There is a moment in the season of Advent when I stop enjoying it and start praying to simply make it through the 10am service on Christmas Day. In part, the reason has to do with the unreasonable expectations I’ve placed on myself for the church, my home, and my family. Those expectations have little to do with Jesus and a whole lot to do with having the “perfect” Christmas. If I am being truly honest, that sense of perfection is distracting me from what Christmas really is rather than enhancing it. 

I wonder about my need for a “perfect” Christmas. I don’t think I’ve ever actually had a perfect Christmas and I’ve also never had a bad Christmas. Christmas has always been a joyous celebration but never perfect. Of course, some Christmases have been better than others. As a child we often went to Kansas to celebrate Christmas with my mother’s family. Those were always white Christmases filled with snow angels and fireplaces and so many presents you couldn’t even walk into the family room on Christmas morning. And then there was Christmas two years ago when my father was suffering from a stroke and slowly starving himself to death because he refused to live as an invalid. My heart still breaks for him and for us in his loss. He chose his death, and I give thanks for that, but I can’t get through this time of the year without remembering him weak and bed bound. That was hardly a perfect Christmas, but he was home for Christmas and died soon after in his home—which is a comfort to me. His loss was hard, but it was not bad.

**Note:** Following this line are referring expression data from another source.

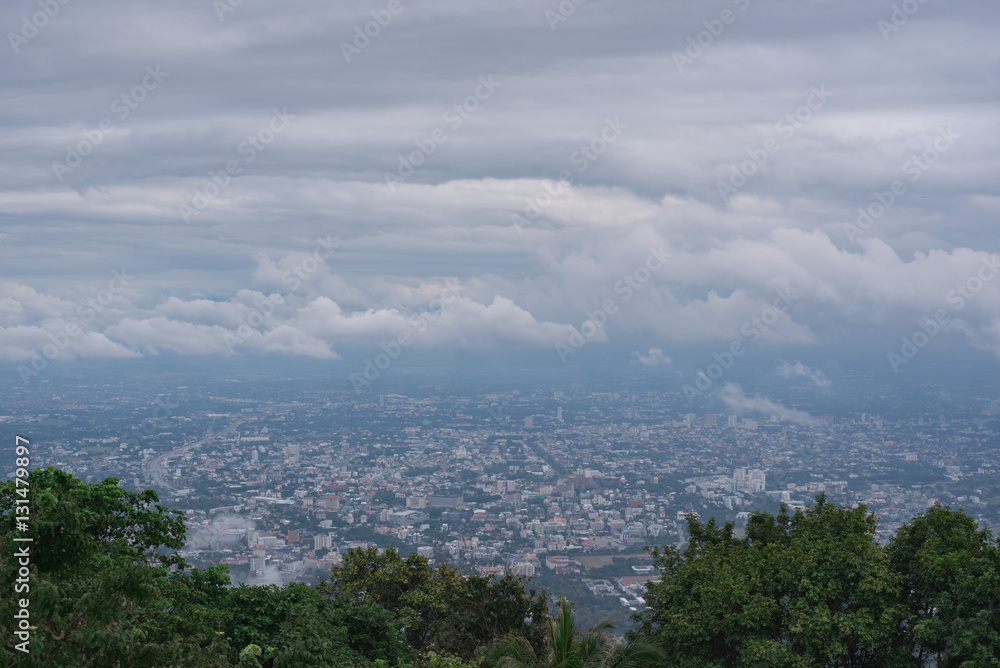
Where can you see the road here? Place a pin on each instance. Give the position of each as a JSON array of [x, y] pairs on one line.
[[154, 467]]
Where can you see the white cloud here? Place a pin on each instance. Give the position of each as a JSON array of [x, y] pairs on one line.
[[733, 396], [788, 370], [654, 357]]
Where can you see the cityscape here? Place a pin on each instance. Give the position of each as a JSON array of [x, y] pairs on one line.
[[565, 487]]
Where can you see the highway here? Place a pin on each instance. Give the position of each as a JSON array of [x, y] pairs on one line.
[[154, 467]]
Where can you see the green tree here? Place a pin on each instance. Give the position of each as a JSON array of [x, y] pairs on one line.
[[99, 559], [440, 609], [810, 589], [951, 588], [566, 647]]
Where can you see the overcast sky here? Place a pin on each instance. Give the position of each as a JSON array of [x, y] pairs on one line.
[[485, 174]]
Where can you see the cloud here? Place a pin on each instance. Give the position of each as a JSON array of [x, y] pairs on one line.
[[787, 370], [656, 184], [654, 357], [733, 396]]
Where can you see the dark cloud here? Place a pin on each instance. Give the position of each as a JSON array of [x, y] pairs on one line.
[[519, 194]]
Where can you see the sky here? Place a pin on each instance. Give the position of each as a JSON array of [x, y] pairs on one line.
[[302, 179]]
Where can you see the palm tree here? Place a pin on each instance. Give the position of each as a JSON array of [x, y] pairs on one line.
[[567, 647]]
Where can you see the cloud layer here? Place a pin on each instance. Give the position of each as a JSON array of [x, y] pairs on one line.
[[491, 175]]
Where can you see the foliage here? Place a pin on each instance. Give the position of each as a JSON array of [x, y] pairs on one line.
[[817, 589], [567, 647], [439, 608], [97, 572]]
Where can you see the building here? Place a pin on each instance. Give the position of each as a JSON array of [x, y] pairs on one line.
[[416, 502]]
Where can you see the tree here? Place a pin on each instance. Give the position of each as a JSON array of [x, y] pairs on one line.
[[810, 589], [99, 557], [566, 647], [951, 588], [439, 609]]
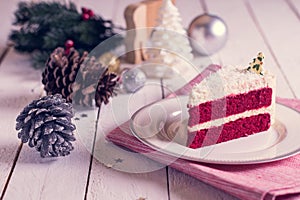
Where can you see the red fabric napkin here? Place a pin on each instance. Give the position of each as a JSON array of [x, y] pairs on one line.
[[275, 180]]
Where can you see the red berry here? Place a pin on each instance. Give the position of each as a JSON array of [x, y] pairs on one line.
[[85, 16], [90, 13], [69, 44], [84, 10]]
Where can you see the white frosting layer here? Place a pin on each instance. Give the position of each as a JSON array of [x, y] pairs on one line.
[[219, 122], [230, 80]]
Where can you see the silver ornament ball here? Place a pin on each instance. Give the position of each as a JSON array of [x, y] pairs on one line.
[[208, 34], [133, 79]]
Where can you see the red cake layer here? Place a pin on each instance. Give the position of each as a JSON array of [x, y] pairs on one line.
[[229, 131], [235, 104]]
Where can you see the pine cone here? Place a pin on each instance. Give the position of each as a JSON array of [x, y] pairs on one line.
[[86, 82], [46, 125], [61, 71], [105, 87]]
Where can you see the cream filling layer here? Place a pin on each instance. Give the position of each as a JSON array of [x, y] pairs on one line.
[[229, 81], [218, 122]]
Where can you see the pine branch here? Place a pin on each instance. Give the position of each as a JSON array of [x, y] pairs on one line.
[[42, 27]]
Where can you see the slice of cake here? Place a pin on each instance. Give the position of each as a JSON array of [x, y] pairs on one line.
[[230, 104]]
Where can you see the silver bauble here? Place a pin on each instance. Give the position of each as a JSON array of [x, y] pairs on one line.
[[208, 34], [133, 80]]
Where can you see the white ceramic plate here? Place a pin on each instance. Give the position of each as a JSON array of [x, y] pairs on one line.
[[162, 126]]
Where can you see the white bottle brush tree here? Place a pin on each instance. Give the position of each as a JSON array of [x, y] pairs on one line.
[[169, 41]]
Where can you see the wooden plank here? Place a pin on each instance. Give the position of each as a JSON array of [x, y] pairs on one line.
[[186, 187], [18, 87], [134, 175], [245, 40], [281, 31], [295, 7]]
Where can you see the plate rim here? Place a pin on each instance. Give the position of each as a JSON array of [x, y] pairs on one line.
[[204, 160]]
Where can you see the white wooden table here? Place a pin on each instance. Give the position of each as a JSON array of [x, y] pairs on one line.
[[257, 25]]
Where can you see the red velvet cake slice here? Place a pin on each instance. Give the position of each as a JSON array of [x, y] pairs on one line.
[[230, 104]]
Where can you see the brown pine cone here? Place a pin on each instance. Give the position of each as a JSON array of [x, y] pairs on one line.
[[86, 81], [60, 72], [105, 88]]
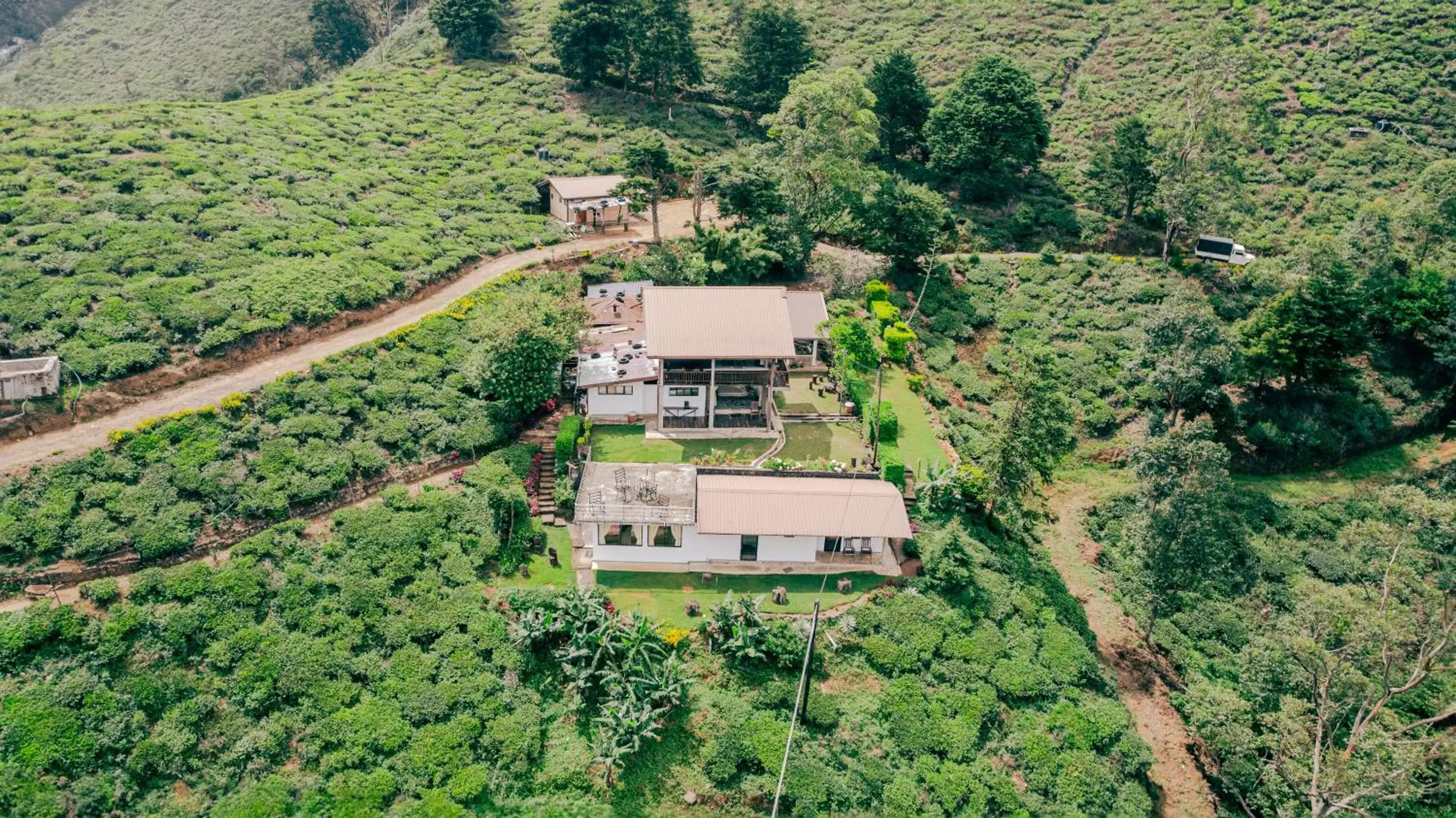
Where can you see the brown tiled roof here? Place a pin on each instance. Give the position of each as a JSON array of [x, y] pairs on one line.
[[807, 312], [718, 322], [584, 187], [816, 507]]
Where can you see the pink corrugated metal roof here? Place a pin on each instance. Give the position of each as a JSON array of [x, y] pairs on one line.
[[793, 507], [584, 187], [718, 322], [807, 312]]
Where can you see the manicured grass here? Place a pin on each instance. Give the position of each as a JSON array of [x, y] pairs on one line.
[[662, 596], [918, 442], [810, 442], [627, 444], [800, 398], [539, 574]]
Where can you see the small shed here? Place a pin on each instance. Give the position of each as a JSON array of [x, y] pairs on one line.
[[24, 379], [586, 201]]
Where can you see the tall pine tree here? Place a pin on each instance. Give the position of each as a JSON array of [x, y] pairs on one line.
[[774, 47], [468, 25], [341, 31], [902, 104], [592, 38], [1122, 169], [666, 54]]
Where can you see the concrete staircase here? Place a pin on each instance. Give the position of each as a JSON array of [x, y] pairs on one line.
[[544, 434]]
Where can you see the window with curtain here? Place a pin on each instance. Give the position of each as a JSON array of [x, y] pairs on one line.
[[619, 536]]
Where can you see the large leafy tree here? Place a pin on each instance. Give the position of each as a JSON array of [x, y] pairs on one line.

The thing is that there has never been a “perfect” Christmas—not even in Bethlehem. Joseph and May arrive in the cold and dark and there is no place for them—no inn, no one’s home, no one’s heart. An inn keeper gives them space in a barn yard and the Christ child is born amongst the smells of manure and the sounds of animals. It is warm and more comfortable than the side of the road—but it is not how we might expect the perfect scenario for anyone to give birth—much less the Son of God. And that is the true lesson of perfection—it is not all the decorations or presents or holiday goodies or even Christmas dinner that needs attention to every detail to have a holly jolly Christmas. It is the attention to family and friends, neighbors, and strangers—it is in the attending to God and God’s people where we find the perfection of Christmas. 

What made the very first Christmas imperfect was the resistance that Mary and Joseph discovered as door after door was shut to them that cold night in Bethlehem. But what perfects that first Christmas is the thing that God is doing—creating and inviting us into relationship with God through a child born to a virgin. Whatever we are focused on and desperately trying to create with our packages tied up in bows and the parties we are throwing will always be less than perfect unless we are focused on one another—building each other up and sharing in the life that Christ came to earth to remind us of. That life is the one that holds God as its anchor and mainstay. It is the one that values others even when they reject and disappoint us. It is the one that accepts the imperfections of others and the experience of life and is still able to bring forth the good—especially when our expectations are not met.

Instead of trying to make the season bright, maybe we simply find the bright spots in the season.  In so doing, we may find ourselves a little less rushed, a little more peaceful, and even a little joyous. I wish you a holy, jolly season this Christmas—one in which the perfection of God shines through in every face you see.